Wednesday, August 26, 2009

Look who's talking - UNC CASTLE program teaches deaf children to speak

Source Link - Look who's talking - UNC CASTLE program teaches deaf children to speak

At first, Shell Keim didn't believe her 14-month-old would ever be able to talk.

When an audiologist first suggested they could teach Keim's essentially deaf son, Micah, to speak, Keim thought "she's crazy."

"I saw her do the audiogram, so I knew he couldn't hear anything," she said.

Nearly nine years later, Micah, now 10, is reading at grade level, can tell his mother about his dreams and nightmares, and holds his own among his five siblings. He played in his first piano recital a few months ago.

Keim credits Micah's achievements to the CASTLE program near Woodcroft.

"The CASTLE program has been like the guiding force in making Micah who he is today," said Keim, 42.

CASTLE, a UNC Chapel Hill Department of Otolaryngology program, stands for Center for Acquisition of Spoken language Through Listening Enrichment. It provides parent training, classes and auditory and verbal therapy sessions for babies to pre-schoolers learning to listen and talk despite their hearing loss.

In recent years, more children have started receiving cochlear implants, a surgically embedded device designed to produce hearing sensations. But medical professionals in many communities have not worked with the technology.

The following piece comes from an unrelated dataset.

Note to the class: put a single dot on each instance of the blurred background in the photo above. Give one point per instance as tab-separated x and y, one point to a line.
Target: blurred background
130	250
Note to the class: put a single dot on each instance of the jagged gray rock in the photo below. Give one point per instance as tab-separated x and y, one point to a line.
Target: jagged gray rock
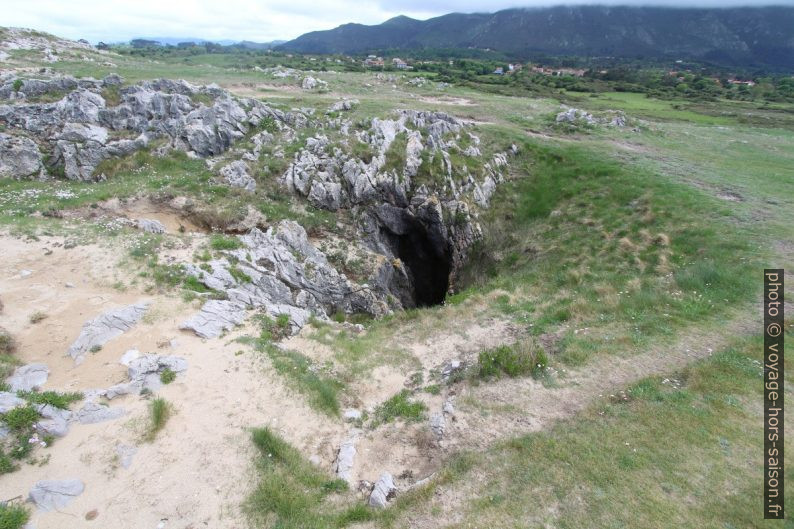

The dream of speech language pathologist and audiologist Carolyn Brown, CASTLE opened in 2001 to help children use technology to speak and listen, and help bridge a training gap for educators of the deaf across the state.

One in three children

Up to three out of every 1,000 children in the United States are born deaf or hard of hearing, according to the National Association of the Deaf.

Historically, such children learned to communicate using sign language, CASTLE director Hannah Eskridge said. Now more parents are choosing the spoken-language approach as hearing loss is being identified earlier and technology has improved, Eskridge said.

For example, in 1995 about 60 percent of families with deaf children chose sign language. In 2005, 85 percent chose spoken language, according to the National Resource Center for Early Hearing Detection and Intervention.

However, few university deaf-education programs provide training on teaching deaf children to speak, Eskridge said.

CASTLE has trained professionals in half of North Carolina's 100 counties through onsite visits or internships at CASTLE programs in Durham and Wilmington, Eskridge said. It receives more than half its $1 million budget from the state. The rest is covered by private donations, she said.

A fundraiser Sunday from 6 to 9 p.m. at Southern Village in Chapel Hill will help establish reserves in case state funding falls to future budget cuts.

Feeling overwhelmed

When Keim learned about Micah's hearing deficit she was overwhelmed by the prospect of raising a child she couldn't communicate with, listen to, or home school along with her other children, she said.

"I just have always said to people, 'children learn to walk, children learn to talk, and parents never think [about it],'" Keim said. "If someone took the bones outside of your child's legs, and said, 'Here, teach them to walk,' you'd be like, 'I can't. I can't do it.'"

Micah started with hearing aids at 15 months. Keim attended speech therapy once a week until Micah was 3, to learn how to teach her son how to talk.

"It consumes your life, because you are always working on a deficit," Keim said, comparing her son to a runner in a marathon who is always trying to catch up with peers.

But in Micah's marathon, CASTLE was on the sidelines, coaching him, repeating hard words and sounds, and providing tools to help him make up time, Keim said.

At 3, CASTLE professionals realized Micah couldn't hear f or s sounds with his hearing aids. He eventually received cochlear implants in both ears.

The improvements were immediate. He was zipping through new word lists, and coming up with some words on his own, Keim said.

Micah completed the CASTLE program at 6, but he returns once a week to read to the pre-school classes.

Keim once overheard a parent of a CASTLE student say that Micah "isn't really deaf."

"Oh no, honey," Keim responded. "He is deaf as your kid is."